Proximal anterolateral portal to PC (PALPPC): The skin is incised at the soft spot between anterior border of gluteus medius and the lateral border of the tensor fascia lata on the junction between upper one-third and lower two-thirds of a line connecting the anterior superior iliac spine (ASIS) and tip of the greater trochanter. The needle is directed under fluoroscopic guidance perpendicular to the neck axis close to the head–neck area and penetrating the capsule at 1 o’clock position (right hip). This penetration point is of most importance as it will allow the lens to wind around the anterolateral head–neck junction falling into the lateral aspect of the joint allowing visualization of the anterior, lateral, and partly also posterolateral Cam deformity. This is the viewing portal where the lens is kept during the whole Cam resection procedure within the PC.

Anterior portal to PC (APPC): The skin incision is about 3 cm lateral to the line connecting the ASIS and patella, about 2–3 fingers breadth and 30° anterodistal to the PALPPC. The needle is perforating the capsule proximal to zona orbicularis between 2 and 3 o’clock (right hip) in order to have better access to the anterolateral part of the head–neck junction. This is the main working portal for resection of the anterolateral Cam deformity.

Anterolateral portal to PC (ALPPC): The skin incision is the same as the anterolateral portal to the CC. The direction of the portal is more horizontal, so that the capsular perforation is further distal at the most lateral part of the femoral head curvature. This portal is used for lateral and posterolateral Cam resection with and without traction.

Anterolateral portal to CC (ALPCC): Using the same skin incision of ALPPC, the needle is redirected into the central compartment at about 12 o’clock superiorly (right hip). This is usually our first CC-Portal, done under direct vision from PC.

Anterior portal to CC (APCC): Using the same skin incision of APPC, the needle is redirected into the central compartment at about 3 o’clock anteriorly (right hip). Placement of the APCC is visualized from the ALPCC.

3.2.4 Steps of Cam Resection

3.2.4.1 Exposure of the Cam Deformity (PC)

In cases of symptomatic FAI, a variable degree of synovitis and capsular thickening is almost always found. The first steps include partial synovectomy as well as a selective capsular release. This will allow an adequate arthroscopic overview and maneuverability of scope and instruments. It has also a therapeutic postoperative effect of increased range of hip motion.

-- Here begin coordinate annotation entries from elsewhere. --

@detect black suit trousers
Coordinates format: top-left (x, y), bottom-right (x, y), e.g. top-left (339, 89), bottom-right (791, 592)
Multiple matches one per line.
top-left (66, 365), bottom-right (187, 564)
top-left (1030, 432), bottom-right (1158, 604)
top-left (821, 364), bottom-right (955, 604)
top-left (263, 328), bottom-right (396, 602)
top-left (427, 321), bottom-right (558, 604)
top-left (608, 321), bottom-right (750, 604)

With the scope in the PALPPC and the shaver introduced via the APPC, the hip is flexed to about 30°–40° in order to relax the anterior structures giving more room for working anterior to the head–neck junction and hide the femoral head cartilage under the acetabulum. Synovectomy and capsular thinning start by opening the perilabral sulcus anteriorly. The scope is located anterior to the femoral head–neck junction with the lens rotated proximally. With the shaver positioned proximal to the arthroscope, thinning of the anterolateral and lateral parts of the iliofemoral ligament is started lateral to the psoas tendon in order to avoid connecting the hip joint with the psoas tendon sheath.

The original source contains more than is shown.